CIREBON - Para terpidana kasus Vina Cirebon tak kuasa menahan tangis saat memberikan kesaksian dalam sidang Peninjauan Kembali (PK) yang berlangsung di Pengadilan Negeri Cirebon. Sidang lanjutan tersebut digelar pada Rabu, 11 September 2024, di mana para terpidana memberikan keterangan di hadapan majelis hakim.
Dalam kesaksian yang diberikan, para terpidana mengenang momen-momen tak menyenangkan dari delapan tahun lalu. Mereka menceritakan bagaimana oknum polisi menyiksa mereka saat menjalani pemeriksaan terkait kasus kematian Vina dan Eki pada tahun 2016.
Mereka mengaku mengalami penyiksaan fisik dan dipaksa untuk mengakui kejahatan yang tidak mereka lakukan, yaitu pembunuhan dan pemerkosaan, serta dipaksa menandatangani Berita Acara Pemeriksaan (BAP) di bawah tekanan. Penyiksaan yang mereka alami meliputi dipukul, ditendang, disetrum, hingga ditembak dengan peluru karet.
Lebih lanjut, mereka juga mengungkapkan bahwa bagian tubuh mereka, seperti telinga dan wajah, distaples oleh oknum polisi.

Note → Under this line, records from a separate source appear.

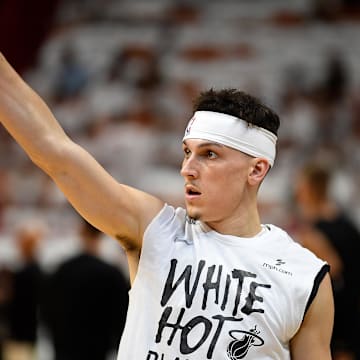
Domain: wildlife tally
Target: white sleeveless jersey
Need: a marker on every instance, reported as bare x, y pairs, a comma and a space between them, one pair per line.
202, 295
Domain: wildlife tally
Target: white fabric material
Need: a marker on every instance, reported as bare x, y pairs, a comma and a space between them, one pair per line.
199, 294
233, 132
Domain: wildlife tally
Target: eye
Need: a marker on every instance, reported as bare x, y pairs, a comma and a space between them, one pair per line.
211, 155
187, 152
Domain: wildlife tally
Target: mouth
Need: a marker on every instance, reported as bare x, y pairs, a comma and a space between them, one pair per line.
191, 191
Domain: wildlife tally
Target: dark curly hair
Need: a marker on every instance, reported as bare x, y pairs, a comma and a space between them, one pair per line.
239, 104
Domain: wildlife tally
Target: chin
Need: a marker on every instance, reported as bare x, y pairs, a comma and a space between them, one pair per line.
193, 213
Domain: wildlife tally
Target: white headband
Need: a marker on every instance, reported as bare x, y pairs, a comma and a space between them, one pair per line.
233, 132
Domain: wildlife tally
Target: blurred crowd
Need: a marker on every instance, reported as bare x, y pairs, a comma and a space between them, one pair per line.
120, 77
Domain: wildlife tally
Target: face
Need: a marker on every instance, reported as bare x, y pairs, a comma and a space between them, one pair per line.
216, 179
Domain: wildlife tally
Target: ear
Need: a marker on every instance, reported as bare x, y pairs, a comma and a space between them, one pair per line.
257, 170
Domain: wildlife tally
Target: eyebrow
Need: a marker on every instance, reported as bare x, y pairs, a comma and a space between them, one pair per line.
209, 143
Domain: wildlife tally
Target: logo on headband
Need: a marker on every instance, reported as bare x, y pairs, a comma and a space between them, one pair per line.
188, 128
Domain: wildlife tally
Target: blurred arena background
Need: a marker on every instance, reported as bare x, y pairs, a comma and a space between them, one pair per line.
120, 77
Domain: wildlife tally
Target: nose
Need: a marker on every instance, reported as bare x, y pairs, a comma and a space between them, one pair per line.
189, 168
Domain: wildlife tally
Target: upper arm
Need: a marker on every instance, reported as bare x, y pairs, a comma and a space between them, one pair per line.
312, 341
113, 208
116, 209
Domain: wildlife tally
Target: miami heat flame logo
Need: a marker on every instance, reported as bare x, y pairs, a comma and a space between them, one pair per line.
238, 348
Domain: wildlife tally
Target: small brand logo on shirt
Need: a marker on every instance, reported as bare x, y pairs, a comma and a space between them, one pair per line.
276, 267
280, 262
243, 341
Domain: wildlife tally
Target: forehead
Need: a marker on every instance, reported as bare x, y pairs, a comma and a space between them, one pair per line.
199, 143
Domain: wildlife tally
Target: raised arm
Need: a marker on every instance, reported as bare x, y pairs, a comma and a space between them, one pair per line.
117, 210
312, 342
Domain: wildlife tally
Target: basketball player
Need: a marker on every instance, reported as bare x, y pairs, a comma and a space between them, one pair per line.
208, 282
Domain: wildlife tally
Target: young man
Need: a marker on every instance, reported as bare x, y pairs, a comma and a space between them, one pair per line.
210, 282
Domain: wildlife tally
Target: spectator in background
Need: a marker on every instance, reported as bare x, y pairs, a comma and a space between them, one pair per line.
25, 294
329, 232
86, 303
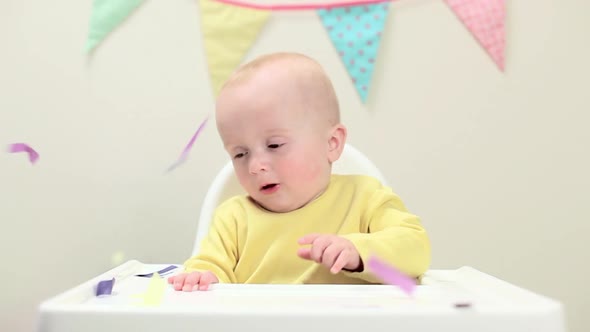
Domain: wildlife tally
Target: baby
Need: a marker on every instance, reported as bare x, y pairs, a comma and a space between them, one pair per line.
278, 118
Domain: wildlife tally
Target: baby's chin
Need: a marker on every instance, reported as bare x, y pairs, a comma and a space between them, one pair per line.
278, 208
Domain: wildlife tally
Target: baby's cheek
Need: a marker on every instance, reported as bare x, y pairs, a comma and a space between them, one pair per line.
303, 171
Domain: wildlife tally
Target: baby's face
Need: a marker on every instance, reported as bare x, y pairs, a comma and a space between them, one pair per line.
279, 154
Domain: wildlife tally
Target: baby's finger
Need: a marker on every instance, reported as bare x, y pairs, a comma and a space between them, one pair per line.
206, 280
340, 262
330, 255
317, 248
309, 238
191, 280
304, 253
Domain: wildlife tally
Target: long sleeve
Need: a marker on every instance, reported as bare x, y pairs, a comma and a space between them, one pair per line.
219, 250
392, 234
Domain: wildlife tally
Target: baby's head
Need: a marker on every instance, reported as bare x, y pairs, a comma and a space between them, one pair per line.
279, 120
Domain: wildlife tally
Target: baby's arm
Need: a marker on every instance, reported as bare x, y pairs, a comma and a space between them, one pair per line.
216, 259
394, 235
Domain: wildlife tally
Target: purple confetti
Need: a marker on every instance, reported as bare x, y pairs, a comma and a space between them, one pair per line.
105, 287
22, 147
185, 152
390, 275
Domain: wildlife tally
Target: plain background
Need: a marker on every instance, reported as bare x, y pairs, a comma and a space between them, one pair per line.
496, 164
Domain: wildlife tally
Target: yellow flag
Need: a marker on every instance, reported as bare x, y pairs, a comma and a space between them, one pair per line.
228, 33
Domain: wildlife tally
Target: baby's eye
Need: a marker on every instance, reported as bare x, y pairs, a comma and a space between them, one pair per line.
240, 155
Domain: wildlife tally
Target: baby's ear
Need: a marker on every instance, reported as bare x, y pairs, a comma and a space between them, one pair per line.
336, 142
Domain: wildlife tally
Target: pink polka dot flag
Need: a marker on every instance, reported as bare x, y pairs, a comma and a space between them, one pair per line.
355, 32
485, 20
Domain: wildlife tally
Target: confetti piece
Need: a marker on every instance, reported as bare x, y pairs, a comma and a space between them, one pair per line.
105, 287
185, 152
117, 258
161, 272
462, 305
390, 275
154, 293
22, 147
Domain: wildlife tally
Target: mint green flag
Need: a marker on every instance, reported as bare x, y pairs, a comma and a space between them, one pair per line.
106, 16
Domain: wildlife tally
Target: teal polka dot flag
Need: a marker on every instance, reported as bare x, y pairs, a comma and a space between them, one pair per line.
355, 32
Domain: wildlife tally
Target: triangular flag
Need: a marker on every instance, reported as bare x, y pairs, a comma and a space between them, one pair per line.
355, 32
228, 33
485, 20
106, 16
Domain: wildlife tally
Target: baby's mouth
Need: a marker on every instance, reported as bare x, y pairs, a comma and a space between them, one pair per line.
269, 188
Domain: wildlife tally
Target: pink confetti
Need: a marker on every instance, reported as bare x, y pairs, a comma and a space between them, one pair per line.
390, 275
22, 147
185, 152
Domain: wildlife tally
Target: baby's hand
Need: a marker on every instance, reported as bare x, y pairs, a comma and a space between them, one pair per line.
193, 281
334, 252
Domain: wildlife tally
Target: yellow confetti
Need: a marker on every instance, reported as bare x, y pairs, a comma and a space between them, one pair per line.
154, 293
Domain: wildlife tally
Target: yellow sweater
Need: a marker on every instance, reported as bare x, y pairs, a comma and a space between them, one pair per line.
247, 244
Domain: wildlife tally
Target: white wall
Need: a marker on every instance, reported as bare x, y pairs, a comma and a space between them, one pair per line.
495, 164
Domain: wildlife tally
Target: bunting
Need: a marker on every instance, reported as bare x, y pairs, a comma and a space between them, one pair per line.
228, 33
355, 28
485, 20
355, 32
106, 16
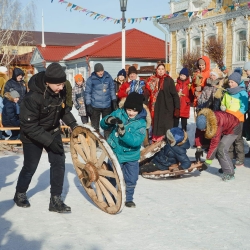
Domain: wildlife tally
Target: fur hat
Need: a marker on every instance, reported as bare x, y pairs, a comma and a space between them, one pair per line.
235, 77
184, 71
3, 69
55, 74
14, 94
175, 135
134, 101
79, 78
122, 73
238, 70
98, 67
201, 122
201, 61
217, 72
131, 70
247, 66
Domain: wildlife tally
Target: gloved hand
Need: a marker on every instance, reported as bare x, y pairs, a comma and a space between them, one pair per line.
121, 130
205, 165
176, 113
115, 106
73, 125
89, 109
198, 154
111, 120
56, 146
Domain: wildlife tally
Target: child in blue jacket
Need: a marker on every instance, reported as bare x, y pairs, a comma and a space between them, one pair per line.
174, 152
128, 129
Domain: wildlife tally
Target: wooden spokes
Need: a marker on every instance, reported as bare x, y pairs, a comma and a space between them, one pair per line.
98, 169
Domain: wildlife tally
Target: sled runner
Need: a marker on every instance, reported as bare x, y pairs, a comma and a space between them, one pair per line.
99, 170
174, 171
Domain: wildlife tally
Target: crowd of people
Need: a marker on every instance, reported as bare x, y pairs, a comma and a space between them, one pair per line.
132, 112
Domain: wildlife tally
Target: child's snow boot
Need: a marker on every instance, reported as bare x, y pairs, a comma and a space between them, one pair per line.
56, 205
227, 177
130, 204
21, 200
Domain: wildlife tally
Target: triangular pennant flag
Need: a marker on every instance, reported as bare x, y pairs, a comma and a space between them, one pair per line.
69, 4
73, 6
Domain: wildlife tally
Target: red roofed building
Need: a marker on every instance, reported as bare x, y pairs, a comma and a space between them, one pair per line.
141, 48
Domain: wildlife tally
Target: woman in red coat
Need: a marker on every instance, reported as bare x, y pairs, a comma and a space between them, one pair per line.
182, 88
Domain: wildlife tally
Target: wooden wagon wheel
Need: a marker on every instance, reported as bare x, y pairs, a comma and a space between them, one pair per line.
97, 168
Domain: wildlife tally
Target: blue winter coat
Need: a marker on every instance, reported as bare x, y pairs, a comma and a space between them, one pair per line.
126, 147
173, 155
99, 92
12, 84
10, 114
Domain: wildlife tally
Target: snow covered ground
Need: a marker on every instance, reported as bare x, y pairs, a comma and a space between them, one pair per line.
195, 212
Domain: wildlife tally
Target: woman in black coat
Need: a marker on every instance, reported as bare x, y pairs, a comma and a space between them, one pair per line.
164, 102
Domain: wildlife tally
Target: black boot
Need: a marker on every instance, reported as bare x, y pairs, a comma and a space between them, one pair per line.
56, 205
130, 204
247, 155
149, 167
21, 200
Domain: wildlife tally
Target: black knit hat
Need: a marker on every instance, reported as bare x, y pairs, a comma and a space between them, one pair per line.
131, 70
134, 101
98, 67
55, 74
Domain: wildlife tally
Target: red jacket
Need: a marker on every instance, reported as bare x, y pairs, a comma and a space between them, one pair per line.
205, 74
122, 90
225, 126
184, 99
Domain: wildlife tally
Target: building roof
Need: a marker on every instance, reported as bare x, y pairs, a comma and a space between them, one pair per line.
139, 45
34, 38
54, 53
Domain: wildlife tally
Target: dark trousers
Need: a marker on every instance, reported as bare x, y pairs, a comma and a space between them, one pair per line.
237, 148
84, 119
32, 154
95, 118
130, 172
183, 123
15, 134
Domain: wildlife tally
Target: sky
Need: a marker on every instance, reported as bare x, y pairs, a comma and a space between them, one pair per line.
59, 19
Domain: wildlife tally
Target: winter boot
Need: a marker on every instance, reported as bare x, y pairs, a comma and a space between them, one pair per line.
130, 204
56, 205
247, 155
227, 177
149, 167
21, 200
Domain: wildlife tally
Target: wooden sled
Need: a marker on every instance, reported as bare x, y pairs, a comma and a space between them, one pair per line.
173, 171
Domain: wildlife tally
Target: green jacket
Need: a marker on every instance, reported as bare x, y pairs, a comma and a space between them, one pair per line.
126, 147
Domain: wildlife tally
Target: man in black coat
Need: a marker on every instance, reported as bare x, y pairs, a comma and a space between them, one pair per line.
40, 113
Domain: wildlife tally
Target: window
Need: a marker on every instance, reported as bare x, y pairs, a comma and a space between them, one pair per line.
197, 44
241, 38
183, 48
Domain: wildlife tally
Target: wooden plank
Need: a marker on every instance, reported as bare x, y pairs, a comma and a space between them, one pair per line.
12, 142
85, 146
106, 194
101, 159
106, 173
78, 149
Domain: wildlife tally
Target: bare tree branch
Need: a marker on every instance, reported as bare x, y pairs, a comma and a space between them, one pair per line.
16, 22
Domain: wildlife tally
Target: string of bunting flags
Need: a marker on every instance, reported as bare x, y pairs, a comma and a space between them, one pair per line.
200, 14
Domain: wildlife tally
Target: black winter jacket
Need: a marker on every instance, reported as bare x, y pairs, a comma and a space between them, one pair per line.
13, 84
41, 111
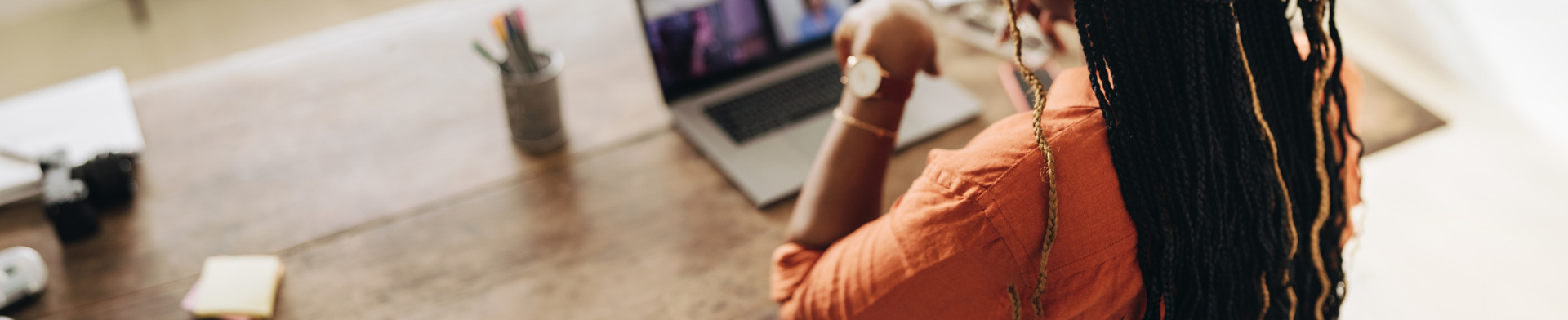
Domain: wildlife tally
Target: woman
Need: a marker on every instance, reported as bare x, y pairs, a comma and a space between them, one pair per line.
1196, 168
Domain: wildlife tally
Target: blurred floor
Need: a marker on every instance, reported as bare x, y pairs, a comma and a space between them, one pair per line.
1463, 221
49, 41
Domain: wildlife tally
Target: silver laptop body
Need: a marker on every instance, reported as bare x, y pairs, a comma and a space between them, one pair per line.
770, 167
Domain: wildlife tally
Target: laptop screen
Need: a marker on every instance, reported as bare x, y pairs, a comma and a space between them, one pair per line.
698, 44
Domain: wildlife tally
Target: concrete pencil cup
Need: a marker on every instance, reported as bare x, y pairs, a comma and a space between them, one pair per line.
533, 104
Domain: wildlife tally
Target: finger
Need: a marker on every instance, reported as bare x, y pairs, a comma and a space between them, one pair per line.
1048, 27
930, 64
844, 42
930, 61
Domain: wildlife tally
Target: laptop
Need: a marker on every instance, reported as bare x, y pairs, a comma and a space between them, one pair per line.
753, 83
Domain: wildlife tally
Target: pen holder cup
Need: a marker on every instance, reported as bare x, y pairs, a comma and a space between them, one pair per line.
533, 104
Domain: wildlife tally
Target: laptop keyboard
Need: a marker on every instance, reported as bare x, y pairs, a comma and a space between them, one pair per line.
778, 105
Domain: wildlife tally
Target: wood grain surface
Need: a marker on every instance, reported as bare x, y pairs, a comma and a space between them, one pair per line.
375, 159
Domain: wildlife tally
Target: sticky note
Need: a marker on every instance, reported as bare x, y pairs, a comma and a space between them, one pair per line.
237, 286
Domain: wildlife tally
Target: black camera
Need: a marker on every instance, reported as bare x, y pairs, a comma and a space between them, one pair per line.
73, 195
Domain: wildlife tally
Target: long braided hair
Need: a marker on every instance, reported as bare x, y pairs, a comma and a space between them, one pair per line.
1228, 158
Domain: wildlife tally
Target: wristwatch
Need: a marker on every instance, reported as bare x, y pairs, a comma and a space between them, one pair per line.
866, 79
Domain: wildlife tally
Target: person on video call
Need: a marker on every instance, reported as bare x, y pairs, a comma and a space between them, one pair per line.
819, 20
1170, 178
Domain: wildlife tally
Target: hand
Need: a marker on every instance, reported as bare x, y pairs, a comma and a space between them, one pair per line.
1048, 13
893, 32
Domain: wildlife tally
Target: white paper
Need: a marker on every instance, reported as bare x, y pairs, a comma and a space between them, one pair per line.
83, 117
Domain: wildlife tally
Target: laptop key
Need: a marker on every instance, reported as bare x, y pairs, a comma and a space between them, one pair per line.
786, 102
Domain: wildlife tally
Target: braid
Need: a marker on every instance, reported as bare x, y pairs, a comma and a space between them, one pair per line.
1222, 143
1039, 90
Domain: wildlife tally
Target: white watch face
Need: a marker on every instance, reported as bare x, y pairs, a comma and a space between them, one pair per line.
864, 78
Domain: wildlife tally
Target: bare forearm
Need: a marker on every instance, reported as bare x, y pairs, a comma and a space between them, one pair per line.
845, 182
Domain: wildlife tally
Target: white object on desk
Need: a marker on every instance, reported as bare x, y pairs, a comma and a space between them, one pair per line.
22, 273
85, 117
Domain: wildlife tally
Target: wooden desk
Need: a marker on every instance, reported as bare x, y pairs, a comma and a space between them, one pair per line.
373, 159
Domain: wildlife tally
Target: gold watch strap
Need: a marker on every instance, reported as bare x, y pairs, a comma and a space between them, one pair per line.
838, 113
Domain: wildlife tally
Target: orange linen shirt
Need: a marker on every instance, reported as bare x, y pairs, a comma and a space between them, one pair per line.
973, 223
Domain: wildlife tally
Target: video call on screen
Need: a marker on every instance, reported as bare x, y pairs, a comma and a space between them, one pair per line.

Saat memberikan keterangan, beberapa terpidana menangis mengenang penderitaan yang mereka alami.
BACA JUGA:Baznas Resmikan Rutilahu Percontohan di Gegesik
Hadi, salah satu terpidana, menjadi yang pertama memberikan kesaksian. Dia menceritakan aktivitasnya pada malam kejadian, 27 Agustus 2016, serta penyiksaan yang ia alami selama pemeriksaan di Polres Cirebon Kota. Saat mengisahkan pengalamannya, Hadi tak kuasa menahan tangis, menciptakan suasana haru di ruang sidang, bahkan membuat bibinya, Suteni, yang hadir di persidangan, ikut menangis.
"Di Polres Cirebon Kota, saya dipukuli, diinjak, dan dipukul oleh banyak orang dengan tangan, kaki, dan benda apa saja yang ada di situ," ungkap Hadi. "Kemudian saya dibawa ke ruang kosong, disuruh jongkok, dan dipukuli lagi sampai muntah darah dari mulut dan hidung."
Hadi juga menjelaskan bahwa selama di tahanan, dia dipukul di tangan dengan penggaris besi dan kepala dipukul dengan gembok, hingga mengalami luka parah. "Bukan hanya berdarah, kepala saya bocor. Luka-luka kami tidak diobati, malah ditaburi bubuk kopi. Ketika ada yang minta minum, air yang diberikan ternyata air kencing," lanjut Hadi di depan majelis hakim.
Senada dengan Hadi, Rivaldi Aditya Wardana, terpidana lainnya, juga menceritakan perlakuan kasar yang ia terima di Polres Cirebon Kota. "Saya dipaksa tanda tangan, tapi tetap menolak. Karena saya menolak, polisi menyiksa saya, dan telinga serta pelipis saya distaples. Staples itu baru bisa dilepas saat kami sudah dipindahkan ke Polda Jabar," ujarnya.
Rivaldi juga mengaku ditembak dengan peluru karet oleh oknum polisi saat dipaksa menandatangani BAP.
Salah satu tim kuasa hukum terpidana, Jan S. Hutabarat, mengatakan setelah persidangan bahwa kesaksian para terpidana ini merupakan kunci penting untuk mengungkap fakta baru terkait peristiwa yang terjadi delapan tahun lalu.
"Masih ada sebelas saksi lain yang dijadwalkan memberikan kesaksian dalam sidang-sidang berikutnya. Diharapkan mereka bisa memberikan keterangan penting tentang keberadaan para terpidana pada malam kejadian," jelasnya.
Kasus ini menjadi sorotan publik karena upaya hukum yang diajukan oleh para terpidana bertujuan untuk membuktikan bahwa mereka tidak bersalah dalam kasus kematian Vina dan Eki.